The protocol stipulated, for example, that there would always be more non-family members than family members on the boards of their companies. "There was a very professional and appropriate board. Neither the family nor outsiders had complete control. The company kept everyone informed of its activities, and there were no surprises," recalls IESE professor Pedro Nueno, who served on the company's board between 2004 and 2016. Josep de Oliu, then president of Banco Sabadell, was the one who appointed Marc Puig as executive chairman.
The turn of the millennium coincided with a turbulent period for the company, but this obstacle also spurred a series of decisions that explain why the company has now achieved three consecutive years of record results. The group discontinued some projects and concentrated on the segment prestigewith more sophisticated fragrances that could be sold in nearly 20,000 points of sale such as department stores or the duty-free from airports. These perfumes could be launched on the market through licensing agreements or under their own brands, although Puig has increasingly opted for the latter with an ambitious acquisition policy. This has benefited the company, especially in recent years when many haute couture houses have sought to regain control of the fragrances and makeup they had previously outsourced.
With Marc Puig now at the helm, the company also opened up the niche category, then still relatively untapped, encompassing the most select perfumes with more concentrated formulations and a higher price range that the sector had not yet fully explored.
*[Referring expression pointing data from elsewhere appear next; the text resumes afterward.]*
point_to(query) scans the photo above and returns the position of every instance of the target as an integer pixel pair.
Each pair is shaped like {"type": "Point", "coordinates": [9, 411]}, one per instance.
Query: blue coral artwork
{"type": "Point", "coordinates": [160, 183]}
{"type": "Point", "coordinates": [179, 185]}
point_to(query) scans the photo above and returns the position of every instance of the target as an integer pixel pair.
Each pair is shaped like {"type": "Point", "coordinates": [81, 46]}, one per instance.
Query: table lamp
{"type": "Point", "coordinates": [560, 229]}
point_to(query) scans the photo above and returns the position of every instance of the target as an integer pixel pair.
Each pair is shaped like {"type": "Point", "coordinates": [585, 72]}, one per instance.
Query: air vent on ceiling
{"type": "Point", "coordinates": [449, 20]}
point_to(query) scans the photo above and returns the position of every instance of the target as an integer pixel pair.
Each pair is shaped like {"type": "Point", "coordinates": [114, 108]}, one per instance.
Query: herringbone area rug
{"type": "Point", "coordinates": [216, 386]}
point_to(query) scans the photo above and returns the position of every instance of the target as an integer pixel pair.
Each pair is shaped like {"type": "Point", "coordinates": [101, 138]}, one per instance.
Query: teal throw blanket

In 2015, the Catalan company acquired Penhaligon's and Artisan Parfumeur, to which it has since added Dries Van Noten.The Belgian designer actually retired this week.– or Byredo. Beyond perfumes and fashion, in recent years Puig has diversified its business into makeup – in 2021 they closed the historic purchase of the British brand Charlotte Tilbury – and dermocosmetics, a booming industryIt's a boom where there's still room to grow. "The two of them [Marc and Manuel Puig] quickly managed to turn the company around and get it moving at a good pace. The company has come a long way, has experienced extraordinary growth, and doesn't have the debt of other companies," Nueno points out.
Regarding the immediate future of this giant, we know that the markets assume it will be the protagonist of one of the year's biggest IPOs in Spain, although its president has only publicly stated that they are considering this option. Furthermore, he made it clear that the fourth generation will not be part of the company's management team, but they will be able to remain connected to it as shareholders represented on the board of directors. "They have been a European benchmark for this different vision of legacy. They weren't focused on the bottom line, but on growing the legacy and passing it on," explains Jaume Alsina, president of the Catalan Association of Family Businesses. In fact, Marian Puig was one of the founding members of the Institute for Family Business, which is now chaired by his son Marc. And so, 110 years after its founding, Puig is preparing its new life as a publicly traded company with management no longer bearing the family name.